Для меня настоящая война началась не 22 июня 1941 года, когда мне исполнилось 15 лет и я окончил 8 классов. В то время я не то чтобы не понимал, но, по-видимому, еще не почувствовал всех ее ужасов. Первые бомбежки Москвы, эвакуация, возвращение, военные сводки – все это по молодости было не так страшно, как интересно. «Моя» война началась пол Новый год, 31 декабря 1943 года, когда нас, 17-летних мальчишек (шинель, брезентовый пояс, ботинки, обмотки – романтики маловато), привезли под Гомель, и на той стороне был плацдарм, куда день и ночь переправлялись войска I-го Белорусского фронта.
Я был «совсем простым солдатом» и имел должность наводчика зенитного орудия. Наша пушка, как все другие, должна была защищать переправу от немецких самолетов, которые пытались ее разбомбить. Но самолеты я увидел не в первый день, и не они, опять, наверное, по молодости, показались мне самым страшным на войне. Самой тяжелой за всю войну для меня, городского мальчика, показалась та первая новогодняя ночь и еще двое-трое суток после нее. Весь день и часть ночи ломами и лопатами мы долбили камни и мерзлую землю на дамбе у реки, чтобы вкопать нашу пушку, потом вырыть землянку для штаба и офицеров и потом уже – для себя. Днем мы еще могли немножко греться у небольших костров, которыми пытались оттаять землю, а ночью костров жечь было нельзя – светомаскировка. Но и спать на земле, на морозе, тоже было невозможно. Иногда ненадолго пристраивались около тлеющих углей, и тогда шинель с одной стороны дымилась, а с другой – покрывалась изморозью.

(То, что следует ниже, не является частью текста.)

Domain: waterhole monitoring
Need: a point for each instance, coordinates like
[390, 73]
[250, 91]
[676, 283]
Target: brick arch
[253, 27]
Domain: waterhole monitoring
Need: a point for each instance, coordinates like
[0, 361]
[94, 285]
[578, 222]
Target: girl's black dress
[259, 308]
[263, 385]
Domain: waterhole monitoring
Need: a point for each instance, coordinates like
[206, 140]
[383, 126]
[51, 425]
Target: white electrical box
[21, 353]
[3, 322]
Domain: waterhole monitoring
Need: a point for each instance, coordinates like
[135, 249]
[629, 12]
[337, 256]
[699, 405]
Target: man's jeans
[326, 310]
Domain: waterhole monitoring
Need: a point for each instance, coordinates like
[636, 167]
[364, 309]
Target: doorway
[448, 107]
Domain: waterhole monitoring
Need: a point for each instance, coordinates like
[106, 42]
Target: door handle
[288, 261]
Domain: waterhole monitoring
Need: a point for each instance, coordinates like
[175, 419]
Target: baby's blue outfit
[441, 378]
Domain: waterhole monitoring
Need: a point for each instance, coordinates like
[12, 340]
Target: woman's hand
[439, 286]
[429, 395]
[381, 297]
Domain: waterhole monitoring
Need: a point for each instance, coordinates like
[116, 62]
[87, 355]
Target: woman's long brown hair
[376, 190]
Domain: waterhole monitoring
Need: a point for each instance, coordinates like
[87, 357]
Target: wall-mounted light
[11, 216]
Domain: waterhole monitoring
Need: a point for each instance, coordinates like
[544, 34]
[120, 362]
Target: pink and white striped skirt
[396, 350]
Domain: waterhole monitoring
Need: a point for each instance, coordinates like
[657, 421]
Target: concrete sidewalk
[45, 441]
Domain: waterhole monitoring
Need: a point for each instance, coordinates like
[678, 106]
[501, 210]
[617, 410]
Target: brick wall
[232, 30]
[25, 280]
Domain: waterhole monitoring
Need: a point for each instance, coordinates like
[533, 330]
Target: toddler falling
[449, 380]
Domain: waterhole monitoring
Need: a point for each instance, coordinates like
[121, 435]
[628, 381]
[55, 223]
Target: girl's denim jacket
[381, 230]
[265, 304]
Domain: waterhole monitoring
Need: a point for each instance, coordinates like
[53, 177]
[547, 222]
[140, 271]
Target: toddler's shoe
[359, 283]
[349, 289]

Может быть, для большинства моих товаришей-ровесников все это казалось не таким страшным, и сейчас они забыли о тех днях. Большинство из них были из деревни и, наверное. как-то привычнее и к физической работе, и к физическим лишениям. С высшим образованием у нас в дивизионе не было никого, а студентов было двое – я и наш повар (сейчас он доцент Авиационного института в Киеве). Кстати, и это тоже вносило свой вклад в мои тогдашние переживания – вместо той романтики, с которой я уезжал из Москвы (фронтовое товарищество, взаимная поддержка и т.д.), я встретил сначала, прямо скажем, довольно сдержанное к себе отношение.
В эти первые ночи, когда казалось, что дотерпеть до утра невозможно, я вспоминал своих московских друзей – одни из них учились со мной в институте, но получили броню, другие были освобождены по нездоровью. И я сознавал в душе, как мое чувство долга уступает желанию согреться, выспаться, отдохнуть, попасть домой любой ценой.
Мне, однако, повезло – в то время мне никто никакой «цены» не предлагал, и все шло своим чередом. Конец был вполне оптимистичным. Землянки мы построили, пушки установили, и жить стало теплее. Освоился я и с ребятами из нашего орудийного расчета, а потом и со всей батареей. (Они сначала были почему-то уверены, что на фронт я попал по недоразумению, а моя сокровенная мечта – торговать в лавке сахаром и маслом.) А через несколько дней началась и «романтика» – налеты авиации, стрельба наших пушек, и я почувствовал себя на месте и, как говорится, был не хуже людей. Подвигов мы, правда, не совершили – за все время весь наш район зенитной обороны сбил три самолета. Решить, кто из нас их сбил и кого награждать, было совершенно невозможно – стреляло орудии сорок Но дело мы сделали – переправа осталась целой. Правда, если честно, то шел уже 44-й год и немцы были «не те» – и самолетов у них было поменьше, и летали они поосторожнее.
Что же касается «любой ценой», то должен сказать, что таких мыслей я у себя с тех пор не припомню – очевидно, так худо мне уже больше не было. Потом мне не раз предлагали и «цену» – перейти в штаб, ехать учиться в офицерское училише – от всего этого я отказывался и доехал на своей пушке до Берлина. А вот как бы я повел себя тогда, в первые дни и ночи – не знаю.